La quarta strofa, che riprende il verso finale della precedente, si concentra sul completamento della vegetalizzazione del poeta e di Ermione. Della donna egli dirà: «non bianca / ma quasi fatta virente, / par da scorza tu esca» (vv. 99-101). Ogni parte del corpo assumerà le forme naturali: «il cuor nel petto è come pesca / intatta / tra le palpebre gli occhi / son come polle tra l’erbe, / i denti negli alveoli / son come mandorle acerbe» (vv. 104-109); «e il verde vigor rude / ci allaccia i malleoli / c’intrica i ginocchi» (vv. 112-114).

La pioggia nel pineto si chiude con una ripresa dei vv. 20-32, anche se il poeta scambia i pronomi relativamente alla «favola bella»: a differenza di quanto affermato nella prima strofa, adesso è la donna a vivere l’illusione amorosa.

La pioggia nel pineto – Figure retoriche

Varie sono le figure retoriche presenti nel componimento di D’Annunzio.

Come spiegato nel paragrafo relativo all’analisi, importante è la figura dell’anafora (Piove, vv. 8, 10, 12, 14, 20, 22 nella prima parte del testo; poi ai vv. 95, 97, 116, 118; Ascolta, vv. 8, 40, 65, 88.

D’Annunzio ricorre anche alla figura dell’apostrofe (v. 1, Taci; vv. 8, 40, 65, 88, Ascolta).
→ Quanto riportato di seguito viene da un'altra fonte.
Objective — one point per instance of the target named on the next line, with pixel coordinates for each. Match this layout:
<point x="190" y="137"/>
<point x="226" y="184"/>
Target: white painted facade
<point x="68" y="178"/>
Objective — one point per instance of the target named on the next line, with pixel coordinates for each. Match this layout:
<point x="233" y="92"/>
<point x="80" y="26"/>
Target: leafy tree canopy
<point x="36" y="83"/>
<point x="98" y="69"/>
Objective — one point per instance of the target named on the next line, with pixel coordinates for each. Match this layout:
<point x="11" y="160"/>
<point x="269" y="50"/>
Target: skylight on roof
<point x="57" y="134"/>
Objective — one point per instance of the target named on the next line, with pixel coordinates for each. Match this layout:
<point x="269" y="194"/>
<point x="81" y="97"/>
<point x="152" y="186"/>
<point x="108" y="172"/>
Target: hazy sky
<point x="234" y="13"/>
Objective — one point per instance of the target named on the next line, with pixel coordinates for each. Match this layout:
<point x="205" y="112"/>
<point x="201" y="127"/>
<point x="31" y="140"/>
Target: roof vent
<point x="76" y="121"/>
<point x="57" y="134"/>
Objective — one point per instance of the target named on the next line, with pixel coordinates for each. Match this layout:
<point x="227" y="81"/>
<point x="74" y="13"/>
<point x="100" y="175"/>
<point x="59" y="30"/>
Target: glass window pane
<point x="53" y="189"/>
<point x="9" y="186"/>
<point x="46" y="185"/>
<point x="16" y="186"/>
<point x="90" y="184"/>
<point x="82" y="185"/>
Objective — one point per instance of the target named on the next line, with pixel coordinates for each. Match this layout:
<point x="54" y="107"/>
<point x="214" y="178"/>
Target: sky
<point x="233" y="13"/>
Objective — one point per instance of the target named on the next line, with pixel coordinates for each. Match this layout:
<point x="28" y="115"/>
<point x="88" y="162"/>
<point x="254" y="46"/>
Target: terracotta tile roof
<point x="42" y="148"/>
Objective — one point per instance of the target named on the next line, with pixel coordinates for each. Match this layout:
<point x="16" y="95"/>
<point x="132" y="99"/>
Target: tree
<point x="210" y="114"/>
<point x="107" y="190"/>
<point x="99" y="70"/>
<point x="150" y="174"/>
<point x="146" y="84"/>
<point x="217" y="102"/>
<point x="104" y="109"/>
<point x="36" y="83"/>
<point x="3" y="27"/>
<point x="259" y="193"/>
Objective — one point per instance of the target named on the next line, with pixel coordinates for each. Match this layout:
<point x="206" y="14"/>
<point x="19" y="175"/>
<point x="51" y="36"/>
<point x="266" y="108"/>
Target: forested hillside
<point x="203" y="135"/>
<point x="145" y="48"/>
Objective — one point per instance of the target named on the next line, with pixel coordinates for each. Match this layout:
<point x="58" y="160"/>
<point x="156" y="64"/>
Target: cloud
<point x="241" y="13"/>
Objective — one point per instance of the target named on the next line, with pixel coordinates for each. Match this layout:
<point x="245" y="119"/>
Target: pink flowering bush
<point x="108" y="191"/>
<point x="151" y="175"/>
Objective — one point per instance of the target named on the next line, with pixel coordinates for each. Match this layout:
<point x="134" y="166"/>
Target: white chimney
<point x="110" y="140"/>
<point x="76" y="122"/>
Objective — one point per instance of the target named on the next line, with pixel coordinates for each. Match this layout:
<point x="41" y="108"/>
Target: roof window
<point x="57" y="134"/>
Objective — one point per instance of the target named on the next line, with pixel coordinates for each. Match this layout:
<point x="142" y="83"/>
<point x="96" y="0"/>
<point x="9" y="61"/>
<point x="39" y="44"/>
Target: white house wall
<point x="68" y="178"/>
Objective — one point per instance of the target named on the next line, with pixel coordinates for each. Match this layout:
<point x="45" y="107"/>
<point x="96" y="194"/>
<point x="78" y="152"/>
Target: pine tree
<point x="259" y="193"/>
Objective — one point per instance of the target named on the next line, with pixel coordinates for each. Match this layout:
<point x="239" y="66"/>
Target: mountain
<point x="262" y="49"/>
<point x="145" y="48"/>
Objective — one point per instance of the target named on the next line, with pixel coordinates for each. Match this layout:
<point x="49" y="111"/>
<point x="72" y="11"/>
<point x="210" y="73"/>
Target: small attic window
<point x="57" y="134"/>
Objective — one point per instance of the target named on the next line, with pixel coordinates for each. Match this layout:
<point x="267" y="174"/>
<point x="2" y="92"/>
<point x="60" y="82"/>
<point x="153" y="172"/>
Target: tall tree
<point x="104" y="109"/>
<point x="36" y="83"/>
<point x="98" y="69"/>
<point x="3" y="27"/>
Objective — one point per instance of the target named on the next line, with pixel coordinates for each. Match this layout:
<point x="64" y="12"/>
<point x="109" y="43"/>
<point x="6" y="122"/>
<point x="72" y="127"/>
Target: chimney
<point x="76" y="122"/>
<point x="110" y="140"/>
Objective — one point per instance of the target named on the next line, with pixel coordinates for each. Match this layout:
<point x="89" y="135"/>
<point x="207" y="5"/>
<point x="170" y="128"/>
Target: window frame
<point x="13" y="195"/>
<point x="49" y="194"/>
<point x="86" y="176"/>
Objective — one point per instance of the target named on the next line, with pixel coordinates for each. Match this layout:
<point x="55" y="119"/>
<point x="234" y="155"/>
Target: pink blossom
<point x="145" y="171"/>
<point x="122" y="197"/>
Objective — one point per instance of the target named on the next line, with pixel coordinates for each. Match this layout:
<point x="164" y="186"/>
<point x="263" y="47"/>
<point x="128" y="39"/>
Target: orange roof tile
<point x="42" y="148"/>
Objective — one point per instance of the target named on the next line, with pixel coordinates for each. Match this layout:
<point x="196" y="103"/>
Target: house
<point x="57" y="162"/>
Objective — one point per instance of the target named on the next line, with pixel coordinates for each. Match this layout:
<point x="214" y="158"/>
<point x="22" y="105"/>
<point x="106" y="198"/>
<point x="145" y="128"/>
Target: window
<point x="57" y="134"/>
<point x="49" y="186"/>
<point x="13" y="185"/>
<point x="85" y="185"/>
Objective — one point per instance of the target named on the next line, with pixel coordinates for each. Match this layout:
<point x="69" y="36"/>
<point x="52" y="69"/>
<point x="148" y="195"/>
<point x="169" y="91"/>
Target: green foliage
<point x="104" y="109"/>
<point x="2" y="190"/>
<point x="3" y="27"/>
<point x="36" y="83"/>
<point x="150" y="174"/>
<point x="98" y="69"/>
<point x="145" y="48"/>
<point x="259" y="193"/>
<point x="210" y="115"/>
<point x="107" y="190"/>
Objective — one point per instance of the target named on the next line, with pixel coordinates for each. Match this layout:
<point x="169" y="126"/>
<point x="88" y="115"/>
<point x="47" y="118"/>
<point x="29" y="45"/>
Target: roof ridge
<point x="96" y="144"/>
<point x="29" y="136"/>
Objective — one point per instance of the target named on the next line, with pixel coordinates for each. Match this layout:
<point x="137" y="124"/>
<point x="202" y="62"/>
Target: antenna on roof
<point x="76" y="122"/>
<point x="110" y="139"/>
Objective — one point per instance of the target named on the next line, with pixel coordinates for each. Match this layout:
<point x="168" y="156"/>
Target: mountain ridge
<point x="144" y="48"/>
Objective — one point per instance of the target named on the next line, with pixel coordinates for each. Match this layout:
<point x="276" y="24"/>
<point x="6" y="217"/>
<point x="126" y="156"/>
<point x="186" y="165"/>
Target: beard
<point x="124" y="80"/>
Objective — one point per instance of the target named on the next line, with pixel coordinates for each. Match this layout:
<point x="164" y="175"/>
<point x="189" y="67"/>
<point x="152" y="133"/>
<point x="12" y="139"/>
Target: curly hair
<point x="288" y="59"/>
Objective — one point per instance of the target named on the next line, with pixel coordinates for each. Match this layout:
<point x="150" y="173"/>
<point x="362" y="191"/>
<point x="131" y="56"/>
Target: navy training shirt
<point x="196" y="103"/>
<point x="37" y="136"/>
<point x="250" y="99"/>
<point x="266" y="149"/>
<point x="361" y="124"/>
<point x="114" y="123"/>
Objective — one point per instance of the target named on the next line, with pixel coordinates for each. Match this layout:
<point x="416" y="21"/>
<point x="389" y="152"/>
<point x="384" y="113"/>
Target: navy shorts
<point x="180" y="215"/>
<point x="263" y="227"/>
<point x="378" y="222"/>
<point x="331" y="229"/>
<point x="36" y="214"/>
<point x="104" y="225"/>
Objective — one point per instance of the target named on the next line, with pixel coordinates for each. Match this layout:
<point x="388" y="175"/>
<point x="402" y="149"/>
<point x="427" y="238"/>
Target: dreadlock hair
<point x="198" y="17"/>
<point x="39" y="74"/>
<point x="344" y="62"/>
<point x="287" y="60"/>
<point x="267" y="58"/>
Al v. 6 si può notare la figura della personificazione (che parlano gocciole e foglie).

Ricorrenti sono le similitudini (v. 58; come una foglia; vv. 60-61, come / le chiare ginestre; v, 104, il cuor nel petto è come pesca; v. 107, son come polle tra l’erbe; v. 109, son come mandorle acerbe).

Ai vv. 76-79 l’espressione si spegne è un’epifora, una figura retorica che consiste nella ripetizione di una o più parole alla fine tra loro successivi, per rafforzare un concetto.

Al v. 81 è presente una sineddoche (fronda sta per albero; la parte identifica il tutto in questo caso).

Come sempre, in D’Annunzio, è presente un notevole utilizzo di allitterazioni e, soprattutto, di enjambement (vv. 1-2; 2-3; 3-4; 4-5; 6-7; 8-9; 10-11; 12-13; 14-15; 16-17; 18-19; 20-21; 22-23; 24-25; 25-26; 27-28; 33-34; 34-35; 40-41; 41-42; 43-44; 46-47; 47-48; 48-49; 49-50; 53-54; 59-60; 60-61; 63-64; 65-66; 69-70; 71-72; 77-78; 81-82; 83-84; 85-86, 86-87; 89-90; 90-91; 92-93; 95-96; 98-99; 99-100; 02-103; 104-105; 106-107; 108-109; 112-113; 116-117; 118-119; 120-121; 123-124).